High fructose corn syrup is simply a kind of corn sugar. It has the same number of calories as sugar and is handled the same by the body.
According to the American Dietetic Association, “high fructose corn syrup…is nutritionally equivalent to sucrose. Once absorbed into the blood stream, the two sweeteners are indistinguishable.”
It is a popular misconception that high fructose corn syrup is more ‘processed’ than sugar, fruit juice concentrate, or agave nectar production. In fact, they all go through remarkably similar production methods that aim to refine the raw botanical material into a robust and versatile sweetener that can be formulated into a wide range of foods and beverages.
Also note, high fructose corn syrup contains no artificial or synthetic ingredients or color additives and meets the U.S. Food and Drug Administration’s requirements for use of the term “natural.”

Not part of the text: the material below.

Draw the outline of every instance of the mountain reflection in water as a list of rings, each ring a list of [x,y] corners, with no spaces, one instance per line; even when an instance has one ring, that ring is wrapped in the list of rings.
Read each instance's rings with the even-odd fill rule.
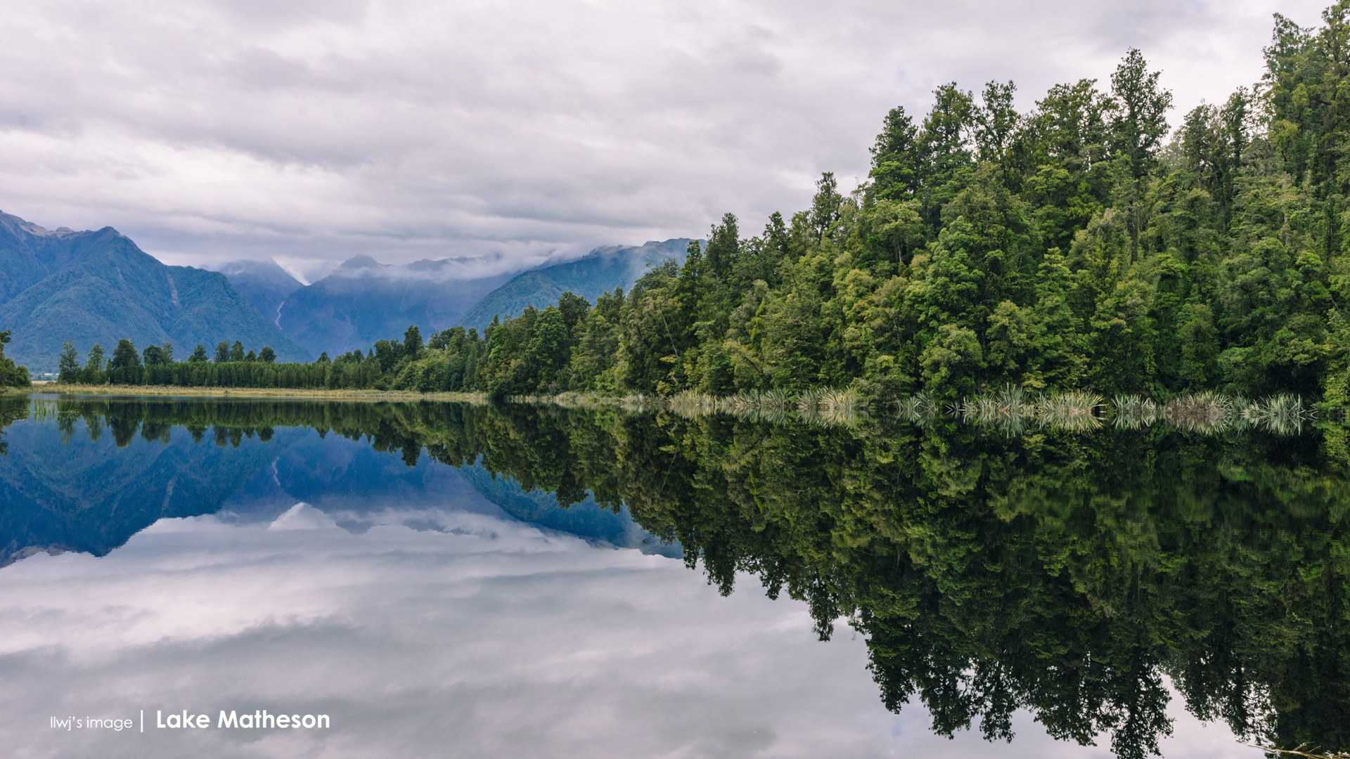
[[[4,563],[105,555],[163,517],[473,533],[509,515],[683,555],[722,594],[756,575],[821,639],[846,620],[882,704],[921,701],[940,736],[1011,739],[1025,710],[1062,745],[1145,756],[1180,700],[1247,740],[1350,748],[1350,488],[1316,434],[5,402],[27,419],[4,431]]]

As many dietitians agree, all sugars should be consumed in moderation as part of a balanced lifestyle.
Consumers can see the latest research and learn more about high fructose corn syrup at www.CornSugar.com.
Corn Refiners Association
In 1983, the U.S. Food and Drug Administration formally listed high fructose corn syrup as safe for use in food and reaffirmed that decision in 1996.
The American Medical Association stated that, “Because the composition of high fructose corn syrup and sucrose are so similar, particularly on absorption by the body, it appears unlikely that high fructose corn syrup contributes more to obesity or other conditions than sucrose.”